ALEC ranks state education systems

Georgia comes in 27th:

In its “Report Card on American Education: K-12 State Performance, Progress, and Reform” published Wednesday, the Peach State ranks 27th among the states.

The report ranks states based on student performance and their corresponding improvements on the fourth- and eighth-grade reading and mathematics National Assessment of Educational Progress (NAEP), which are nationally administered exams, from 2003 to 2009.

For state academic standards compared with the 2007 NAEP, Georgia got a grade of “F.”

For identifying high quality teachers, Georgia was given a “D+.”

For retaining effective teachers, Georgia merited a “D.”

For removing ineffective teachers, Georgia earned a “C+.”

And it got a reform grade of “C.”

You can read the full report here. The report for Georgia is available here.

10 comments

  1. Lady Thinker says:

    Does anyone know where Georgia ranks academically in K-12? I know we are in the bottom five, but does anyone know where we are and what other states are in our group?

  2. jm says:

    People love numbers, and the education number that everyone loves to use is the worst measure – the SAT score. That is the one that GA ranks low, consistently in the bottom five. But the reality is that its a terrible comparison, comparing apples to submarines, because we test more kids, and pay for them to take the PSAT, encourage them to take the SAT. Most states don’t do that, only the best, brightet, college-bound students take the test.

    The NAEP is a better measure.
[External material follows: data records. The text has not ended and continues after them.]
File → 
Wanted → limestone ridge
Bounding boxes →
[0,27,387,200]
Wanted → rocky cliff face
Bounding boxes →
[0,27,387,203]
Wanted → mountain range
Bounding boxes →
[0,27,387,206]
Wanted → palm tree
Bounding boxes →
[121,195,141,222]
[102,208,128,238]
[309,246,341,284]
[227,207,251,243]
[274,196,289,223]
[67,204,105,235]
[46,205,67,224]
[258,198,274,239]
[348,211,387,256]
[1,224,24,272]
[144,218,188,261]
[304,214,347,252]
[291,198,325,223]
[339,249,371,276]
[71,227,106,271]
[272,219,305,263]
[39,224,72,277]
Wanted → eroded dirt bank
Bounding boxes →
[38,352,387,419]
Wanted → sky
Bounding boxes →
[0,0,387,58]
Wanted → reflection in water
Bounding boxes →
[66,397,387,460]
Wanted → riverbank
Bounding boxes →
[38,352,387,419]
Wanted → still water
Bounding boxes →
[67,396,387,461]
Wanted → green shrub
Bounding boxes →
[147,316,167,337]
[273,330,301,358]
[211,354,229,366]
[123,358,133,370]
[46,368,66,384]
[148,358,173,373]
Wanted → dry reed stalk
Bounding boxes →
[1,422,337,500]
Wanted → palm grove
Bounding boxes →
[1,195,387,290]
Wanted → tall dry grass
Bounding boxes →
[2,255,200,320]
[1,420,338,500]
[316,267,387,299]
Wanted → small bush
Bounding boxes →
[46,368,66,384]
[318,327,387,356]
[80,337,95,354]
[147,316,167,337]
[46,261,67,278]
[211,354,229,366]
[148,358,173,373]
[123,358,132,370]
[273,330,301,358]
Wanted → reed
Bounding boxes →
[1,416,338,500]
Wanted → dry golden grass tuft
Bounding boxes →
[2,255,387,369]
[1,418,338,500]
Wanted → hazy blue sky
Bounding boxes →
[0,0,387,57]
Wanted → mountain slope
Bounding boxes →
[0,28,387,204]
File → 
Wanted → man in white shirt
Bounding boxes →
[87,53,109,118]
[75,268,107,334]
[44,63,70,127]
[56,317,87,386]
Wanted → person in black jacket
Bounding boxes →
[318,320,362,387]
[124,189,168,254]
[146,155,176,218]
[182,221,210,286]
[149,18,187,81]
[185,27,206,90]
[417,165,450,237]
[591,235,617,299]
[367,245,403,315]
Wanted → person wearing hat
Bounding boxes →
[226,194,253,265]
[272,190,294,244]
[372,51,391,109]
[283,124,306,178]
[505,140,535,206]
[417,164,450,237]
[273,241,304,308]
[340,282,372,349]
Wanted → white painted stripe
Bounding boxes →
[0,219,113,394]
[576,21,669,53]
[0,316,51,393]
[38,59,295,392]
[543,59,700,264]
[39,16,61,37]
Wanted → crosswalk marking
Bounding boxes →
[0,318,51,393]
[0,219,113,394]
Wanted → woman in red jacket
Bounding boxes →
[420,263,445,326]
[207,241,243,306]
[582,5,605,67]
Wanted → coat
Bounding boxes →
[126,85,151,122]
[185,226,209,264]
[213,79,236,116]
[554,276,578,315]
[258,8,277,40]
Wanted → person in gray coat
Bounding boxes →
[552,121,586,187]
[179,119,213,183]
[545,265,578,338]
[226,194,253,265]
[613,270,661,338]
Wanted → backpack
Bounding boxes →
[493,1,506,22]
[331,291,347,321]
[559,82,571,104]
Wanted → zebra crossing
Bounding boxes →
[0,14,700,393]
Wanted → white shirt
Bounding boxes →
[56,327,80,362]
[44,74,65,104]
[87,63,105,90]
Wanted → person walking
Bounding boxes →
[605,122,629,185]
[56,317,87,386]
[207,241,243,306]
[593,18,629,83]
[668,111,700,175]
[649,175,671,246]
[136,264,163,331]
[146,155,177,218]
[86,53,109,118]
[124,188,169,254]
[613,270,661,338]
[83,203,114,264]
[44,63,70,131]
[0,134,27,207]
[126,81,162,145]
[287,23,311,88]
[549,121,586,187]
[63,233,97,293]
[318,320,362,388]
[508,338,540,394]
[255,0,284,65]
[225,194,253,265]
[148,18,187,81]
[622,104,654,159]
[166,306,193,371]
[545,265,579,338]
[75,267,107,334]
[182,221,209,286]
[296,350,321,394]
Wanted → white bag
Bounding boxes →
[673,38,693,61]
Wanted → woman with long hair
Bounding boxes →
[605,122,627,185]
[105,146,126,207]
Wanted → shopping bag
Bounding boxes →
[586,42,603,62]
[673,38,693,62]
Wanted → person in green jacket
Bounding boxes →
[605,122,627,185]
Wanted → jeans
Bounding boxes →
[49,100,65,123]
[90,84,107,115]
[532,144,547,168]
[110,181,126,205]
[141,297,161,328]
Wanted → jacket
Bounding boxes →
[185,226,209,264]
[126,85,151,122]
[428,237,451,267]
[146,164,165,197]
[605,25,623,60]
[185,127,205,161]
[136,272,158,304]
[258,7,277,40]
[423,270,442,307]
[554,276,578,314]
It measures every student at a similar point in time.

    Also, we rank pretty high when it comes to kids passing AP classes, and don’t forget that there is a great disparity in resources between the school districts in the metro area and the rest of the state.
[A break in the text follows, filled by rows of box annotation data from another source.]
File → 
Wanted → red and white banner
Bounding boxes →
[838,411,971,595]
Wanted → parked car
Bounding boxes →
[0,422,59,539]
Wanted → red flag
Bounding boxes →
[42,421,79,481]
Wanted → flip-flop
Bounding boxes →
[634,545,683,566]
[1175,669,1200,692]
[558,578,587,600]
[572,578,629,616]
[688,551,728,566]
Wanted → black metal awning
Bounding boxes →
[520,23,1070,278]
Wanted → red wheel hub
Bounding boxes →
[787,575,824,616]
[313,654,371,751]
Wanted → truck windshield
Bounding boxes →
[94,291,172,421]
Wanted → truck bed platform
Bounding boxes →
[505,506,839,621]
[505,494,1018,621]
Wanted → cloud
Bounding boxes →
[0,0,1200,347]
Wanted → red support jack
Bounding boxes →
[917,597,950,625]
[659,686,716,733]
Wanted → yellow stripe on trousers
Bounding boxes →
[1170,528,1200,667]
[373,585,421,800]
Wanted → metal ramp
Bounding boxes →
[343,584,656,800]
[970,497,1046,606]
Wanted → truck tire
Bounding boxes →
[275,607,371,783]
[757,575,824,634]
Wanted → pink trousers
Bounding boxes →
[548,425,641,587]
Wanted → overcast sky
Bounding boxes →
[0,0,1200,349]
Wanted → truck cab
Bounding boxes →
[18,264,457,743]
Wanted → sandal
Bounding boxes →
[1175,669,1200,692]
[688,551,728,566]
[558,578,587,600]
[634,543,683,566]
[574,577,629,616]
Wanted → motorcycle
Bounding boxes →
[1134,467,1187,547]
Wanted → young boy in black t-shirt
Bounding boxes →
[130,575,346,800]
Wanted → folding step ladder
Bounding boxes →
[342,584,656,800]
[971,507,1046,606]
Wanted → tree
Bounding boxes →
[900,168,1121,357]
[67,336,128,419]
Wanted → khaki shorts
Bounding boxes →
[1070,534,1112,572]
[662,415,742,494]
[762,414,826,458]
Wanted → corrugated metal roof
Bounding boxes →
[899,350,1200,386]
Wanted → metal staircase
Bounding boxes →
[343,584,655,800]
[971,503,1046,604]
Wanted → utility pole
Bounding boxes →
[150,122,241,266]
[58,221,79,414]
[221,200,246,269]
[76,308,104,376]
    As a former teacher, I will tell you there are some really great teachers across the state, and there are some clunkers. But if you look at the evaluation system, while we grade kids on an A to F scale, teachers get one of two grades – Satisfactory or Needs Improvement. And teachers getting either of these grades generally will get re-hired. If you get an NI, you are put on a plan, get more training and observations, and I think as a consequence you don’t get your annual step raise. And then maybe if you get two or three years with an NI annual evaluation somebody decides not to renew your contract.

    • polisavvy says:

      I have to agree with you on this one. Once they make tenure, performance doesn’t seem to matter any longer (at least that is what I noticed from some of the teachers of my sons). There should be something done to evaluate them in order that they are able to keep their jobs. Most people have yearly evaluations that are based on performance, attendance, attitude, etc. There should be no exception made and teachers should have to go through the same thing. That would make an improvement in education, in my opinion.

    • Lady Thinker says:

      Using what criteria do you suggest they use? By how many unpaid hours they donate? How many parent-teacher conferences they have? How many kids come to class with no pen, pencil, or paper and an attitude? The hours filling out paperwork for the no child left behind? The lack of funds for buying each student a book? All the things pulling teachers in all directions outside of what they are paid to do, which is teach kids, even the ones that don’t want to learn? What dollar amount would you put on teachers who are threatened or hit?

      Just wondering what you think teachers do all day.

      • The good ones effectively communicate the cirruculum so that the students learn what they need to learn in order to be successful. The bad ones don’t do that. We need to objectively evaluate who’s kids are learning, and who’s are not. The ones who’s kids are not learning need to go work at Coldstone.

        Criteria is easy. Student performance…standardize test based on each grades cirrculum. The second time you have x% of kids fall under the Mendoza line, you’re out.

        Just “teaching” is not a noble profession. Being a good teacher is one of the most noble things one can be.

        Everyone’s job has issues, btw.